By 6 a.m., the unloading began, first of noncritical pieces. The forklift driver began his descent down the ramp with the crate. As he began slipping, he maintained control enough to arrive safely at the dock, with the equipment intact. Everyone breathed a sigh of relief. The crate was unloaded and unpacked.

When the driver tried to return up the ramp, though, the forklift tires spun and spun. He was stuck. The movers had to winch the forklift back up the incline and ordered a new forklift with off-road tires that could negotiate the muddy slope. It would arrive in a few hours.

Meanwhile, the group hatched Plan B. Instead of moving everything down the dirt ramp into the loading dock, all the equipment that could fit would be loaded through the RJH front entrance using small truck jacks.

Plan B was going smoothly until the Helios reached the doorway of its renovated room. The equipment was too wide - by an inch. The construction crew demoed the wall and door frame to accommodate the needed width, and the Helios was moved in.

The team knew the Titan was too tall for the RJH front entrance. When the new forklift arrived, crew members loaded the crate and successfully drove it down to the loading dock and unloaded it through the demoed opening.

Finally, all the FEI equipment was situated inside, and the two microscopes were resting in respective spaces. (The third microscope, the iLEM, was moved into storage until space could be found for it.) It took six hours to move everything to their new location. The construction crew then spent several hours repairing all the doorways, and by 5 p.m. everyone was gone.

"It was quite an effort, but everything went in in the end," said Wong. "The whole planning and delivery process was very collaborative. We couldn't have done it without everyone's dedication and participation."

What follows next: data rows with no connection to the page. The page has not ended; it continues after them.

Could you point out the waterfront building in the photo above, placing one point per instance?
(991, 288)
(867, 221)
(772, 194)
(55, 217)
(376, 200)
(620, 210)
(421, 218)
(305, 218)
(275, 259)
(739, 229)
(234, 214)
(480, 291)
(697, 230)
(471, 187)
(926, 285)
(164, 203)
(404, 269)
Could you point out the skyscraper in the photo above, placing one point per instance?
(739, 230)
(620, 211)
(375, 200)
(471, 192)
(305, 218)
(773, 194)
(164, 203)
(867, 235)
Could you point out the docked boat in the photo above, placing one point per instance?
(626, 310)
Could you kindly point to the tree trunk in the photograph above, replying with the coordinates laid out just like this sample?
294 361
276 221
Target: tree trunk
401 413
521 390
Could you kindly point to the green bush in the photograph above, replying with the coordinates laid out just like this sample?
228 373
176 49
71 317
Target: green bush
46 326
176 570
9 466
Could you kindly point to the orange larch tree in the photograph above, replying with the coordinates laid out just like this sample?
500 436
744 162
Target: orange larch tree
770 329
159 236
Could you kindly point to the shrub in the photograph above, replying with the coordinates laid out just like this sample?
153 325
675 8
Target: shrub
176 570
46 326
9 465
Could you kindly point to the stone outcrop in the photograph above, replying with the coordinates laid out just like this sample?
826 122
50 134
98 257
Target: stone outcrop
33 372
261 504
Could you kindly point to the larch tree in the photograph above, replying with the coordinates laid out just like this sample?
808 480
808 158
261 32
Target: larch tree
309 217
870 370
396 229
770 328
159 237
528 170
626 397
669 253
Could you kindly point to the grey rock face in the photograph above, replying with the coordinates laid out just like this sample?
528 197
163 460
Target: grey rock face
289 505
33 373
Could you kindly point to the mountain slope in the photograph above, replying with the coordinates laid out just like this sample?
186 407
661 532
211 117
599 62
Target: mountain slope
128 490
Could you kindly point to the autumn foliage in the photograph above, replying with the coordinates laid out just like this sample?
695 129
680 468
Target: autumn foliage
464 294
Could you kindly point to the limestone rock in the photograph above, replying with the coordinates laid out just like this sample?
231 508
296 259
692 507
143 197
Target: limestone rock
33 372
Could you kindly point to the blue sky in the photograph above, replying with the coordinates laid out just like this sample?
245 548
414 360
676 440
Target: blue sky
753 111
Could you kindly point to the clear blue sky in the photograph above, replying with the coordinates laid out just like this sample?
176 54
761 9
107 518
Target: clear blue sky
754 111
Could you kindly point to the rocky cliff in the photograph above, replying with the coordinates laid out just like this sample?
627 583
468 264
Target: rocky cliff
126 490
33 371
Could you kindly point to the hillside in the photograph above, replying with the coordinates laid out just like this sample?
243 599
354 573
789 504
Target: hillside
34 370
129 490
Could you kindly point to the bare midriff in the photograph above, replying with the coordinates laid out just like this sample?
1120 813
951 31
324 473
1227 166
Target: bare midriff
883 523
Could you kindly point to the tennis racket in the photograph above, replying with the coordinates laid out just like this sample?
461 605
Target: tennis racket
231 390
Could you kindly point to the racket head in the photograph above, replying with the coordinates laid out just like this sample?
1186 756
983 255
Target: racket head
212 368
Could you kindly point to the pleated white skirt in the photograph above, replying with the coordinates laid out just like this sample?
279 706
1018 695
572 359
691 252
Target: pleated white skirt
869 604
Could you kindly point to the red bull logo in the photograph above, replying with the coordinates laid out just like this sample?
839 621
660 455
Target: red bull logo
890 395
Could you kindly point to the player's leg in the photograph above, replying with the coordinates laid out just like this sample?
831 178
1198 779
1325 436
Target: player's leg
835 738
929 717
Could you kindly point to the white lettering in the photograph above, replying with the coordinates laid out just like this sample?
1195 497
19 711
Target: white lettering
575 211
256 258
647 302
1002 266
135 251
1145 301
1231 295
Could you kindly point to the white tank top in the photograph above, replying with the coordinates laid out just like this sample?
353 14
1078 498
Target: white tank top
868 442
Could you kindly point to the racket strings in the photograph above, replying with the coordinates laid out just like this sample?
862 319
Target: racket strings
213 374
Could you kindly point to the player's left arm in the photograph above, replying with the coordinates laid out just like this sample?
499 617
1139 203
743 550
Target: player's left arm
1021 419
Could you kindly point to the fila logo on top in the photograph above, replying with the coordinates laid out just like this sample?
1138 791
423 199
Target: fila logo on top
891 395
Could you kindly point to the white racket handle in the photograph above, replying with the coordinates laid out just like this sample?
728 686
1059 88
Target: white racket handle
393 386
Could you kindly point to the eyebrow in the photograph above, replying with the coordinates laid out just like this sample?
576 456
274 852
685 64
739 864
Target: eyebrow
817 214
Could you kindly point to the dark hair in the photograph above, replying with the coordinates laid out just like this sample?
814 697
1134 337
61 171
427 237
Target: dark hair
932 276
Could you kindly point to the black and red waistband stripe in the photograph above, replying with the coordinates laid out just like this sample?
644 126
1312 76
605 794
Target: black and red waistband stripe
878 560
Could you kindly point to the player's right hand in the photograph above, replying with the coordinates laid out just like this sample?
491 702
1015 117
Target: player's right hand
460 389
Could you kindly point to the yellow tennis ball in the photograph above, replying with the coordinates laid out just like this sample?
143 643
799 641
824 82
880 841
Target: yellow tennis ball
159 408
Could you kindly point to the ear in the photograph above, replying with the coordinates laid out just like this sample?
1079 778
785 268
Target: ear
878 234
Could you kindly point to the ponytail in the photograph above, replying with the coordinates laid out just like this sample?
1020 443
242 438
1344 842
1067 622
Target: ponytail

"Kyle, Martha and their team really drove this project and went above and beyond to make everything come together seamlessly," said John Bernatz, associate director for University & Research Facilities.

"I'm very proud that the Facilities & Logistics team is so focused on OHSU's missions and that they work so hard to help provide cutting-edge advances to our community," said Scott Page, associate vice president for Facilities & Logistics.

"These new microscopes are at the leading edge of imaging technology and will become a vital part of our university shared resources to help OHSU investigators further their projects and uncover new knowledge about cellular architecture and ultrastructure," said Mary Stenzel-Poore, Ph.D., senior associate dean for research. "I'd like to thank FEI, Facilities & Logistics and the many many people who played roles large and small to successfully bring these instruments to the Marquam Hill campus. It was a heroic effort that will pay dividends for science."